HAPSMobile Sunglider reaches 63,000ft, demos broadband transmission
The HAPSMobile Sunglider unmanned air vehicle reached an altitude of more than 60,000ft above sea level during a 20h demonstration flight on 21 and 22 September.
The HAPSMobile Sunglider unmanned air vehicle (UAV) reached an altitude of more than 60,000ft during a 20h demonstration flight on 21 and 22 September.
The solar-powered high-altitude pseudo-satellite (HAPS) also conducted a long-distance broadband communication test, the company says on 8 October. Sunglider appears to be a rebranding from the aircraft’s original name, Hawk30.
HAPSMobile is a joint venture between majority owner SoftBank of Japan, a conglomerate with roots in the telecommunications industry, and minority owner Aerovironment, which is building and flight testing the flying wing.
The flight test began at 05:16 US Mountain time on 21 September and ended at 01:32 the following day.
“The Aerovironment team piloted Sunglider to a stratospheric altitude of 62,500ft above Spaceport America in New Mexico,” the company says. “Sunglider successfully achieved major test objectives relating to propulsion, power systems, flight control, navigation and data link integrity, as well as structural performance during the most turbulent phases of the flight as it entered and exited the jet stream.”
The company did not disclose details about its major test objectives for the flying-wing UAV.
This was the fifth flight demonstration of the aircraft since its first take-off in September 2019.
The recent demonstration also included a wireless broadband communications test using Long-Term Evolution (LTE) equipment developed by Alphabet’s Loon and HAPSMobile.

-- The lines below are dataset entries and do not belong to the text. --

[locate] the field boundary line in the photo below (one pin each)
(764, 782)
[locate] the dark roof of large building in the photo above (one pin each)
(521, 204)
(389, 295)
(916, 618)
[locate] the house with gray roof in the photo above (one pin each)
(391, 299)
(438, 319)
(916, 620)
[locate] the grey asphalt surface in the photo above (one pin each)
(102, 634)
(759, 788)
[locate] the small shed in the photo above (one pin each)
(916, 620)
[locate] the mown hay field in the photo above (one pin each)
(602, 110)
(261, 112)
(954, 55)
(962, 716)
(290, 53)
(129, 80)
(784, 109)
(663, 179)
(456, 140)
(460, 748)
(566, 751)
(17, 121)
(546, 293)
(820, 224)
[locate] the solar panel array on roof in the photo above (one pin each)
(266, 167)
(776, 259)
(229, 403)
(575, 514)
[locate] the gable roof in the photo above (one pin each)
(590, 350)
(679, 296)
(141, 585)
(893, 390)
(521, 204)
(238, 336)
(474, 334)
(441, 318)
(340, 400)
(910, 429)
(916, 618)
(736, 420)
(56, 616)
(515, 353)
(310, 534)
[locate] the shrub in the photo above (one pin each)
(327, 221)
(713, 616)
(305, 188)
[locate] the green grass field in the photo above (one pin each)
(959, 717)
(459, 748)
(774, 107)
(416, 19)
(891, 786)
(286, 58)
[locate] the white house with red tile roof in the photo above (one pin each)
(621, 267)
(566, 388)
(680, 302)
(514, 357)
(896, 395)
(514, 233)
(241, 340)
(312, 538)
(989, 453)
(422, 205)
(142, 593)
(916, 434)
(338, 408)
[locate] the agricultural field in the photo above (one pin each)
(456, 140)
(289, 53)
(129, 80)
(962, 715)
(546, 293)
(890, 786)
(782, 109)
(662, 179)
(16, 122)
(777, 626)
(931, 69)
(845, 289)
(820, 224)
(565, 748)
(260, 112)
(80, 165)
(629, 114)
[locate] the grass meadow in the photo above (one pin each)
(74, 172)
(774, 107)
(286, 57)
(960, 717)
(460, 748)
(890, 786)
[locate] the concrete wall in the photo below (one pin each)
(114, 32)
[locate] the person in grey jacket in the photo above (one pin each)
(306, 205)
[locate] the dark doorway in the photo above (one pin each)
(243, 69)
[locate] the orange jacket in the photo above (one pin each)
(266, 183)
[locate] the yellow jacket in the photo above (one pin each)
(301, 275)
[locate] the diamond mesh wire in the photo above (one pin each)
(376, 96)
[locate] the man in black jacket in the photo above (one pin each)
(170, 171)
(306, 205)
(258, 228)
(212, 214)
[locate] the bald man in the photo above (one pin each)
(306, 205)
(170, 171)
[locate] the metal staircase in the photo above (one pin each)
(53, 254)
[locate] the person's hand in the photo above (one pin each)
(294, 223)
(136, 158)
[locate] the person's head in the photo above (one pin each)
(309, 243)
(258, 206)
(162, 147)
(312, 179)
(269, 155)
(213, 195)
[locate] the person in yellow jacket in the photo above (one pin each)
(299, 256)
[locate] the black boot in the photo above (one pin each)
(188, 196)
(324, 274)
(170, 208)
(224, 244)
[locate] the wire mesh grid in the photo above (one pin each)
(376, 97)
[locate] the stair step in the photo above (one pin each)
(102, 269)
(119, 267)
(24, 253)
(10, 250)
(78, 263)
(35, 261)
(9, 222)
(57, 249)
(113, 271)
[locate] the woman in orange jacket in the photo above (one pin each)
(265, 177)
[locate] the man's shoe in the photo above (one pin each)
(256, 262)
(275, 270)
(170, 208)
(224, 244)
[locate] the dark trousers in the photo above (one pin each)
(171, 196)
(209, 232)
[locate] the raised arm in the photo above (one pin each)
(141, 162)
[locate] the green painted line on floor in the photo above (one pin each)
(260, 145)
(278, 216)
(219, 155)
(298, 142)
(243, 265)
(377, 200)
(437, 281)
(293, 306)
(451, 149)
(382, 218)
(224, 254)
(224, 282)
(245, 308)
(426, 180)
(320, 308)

The wireless LTE transmissions connected people using computers in Tokyo to others in New Mexico and the Silicon Valley area. “Employing standard LTE smartphones, a team at Spaceport America conducted multiple video calls via the Sunglider’s payload while the aircraft circled for more than 5h in the stratosphere,” HAPSMobile says.
The Sunglider’s broadband transmission footprint on earth is 124mi (200km) in diameter. It is not clear how the UAV’s LTE equipment connected New Mexico, Silicon Valley and Tokyo, though it may have just relayed one segment of the video footage’s journey, with underground and undersea cables, or communications satellites, relaying the rest.
HAPSMobile could not be immediately reached for comment.
The Sunglider is designed to fly at about 65,000ft, which is defined as the stratosphere. The flying wing has a span of 80m (262ft) that is covered with solar panels on its topside. The solar panels continuously recharge the aircraft’s high-energy-density lithium ion batteries, which power 10 electric motors driving propellers.
HAPSMobile says the aircraft is designed to stay aloft for several months – endurance that could enable the UAV to act as a telecommunications pseudo-satellite.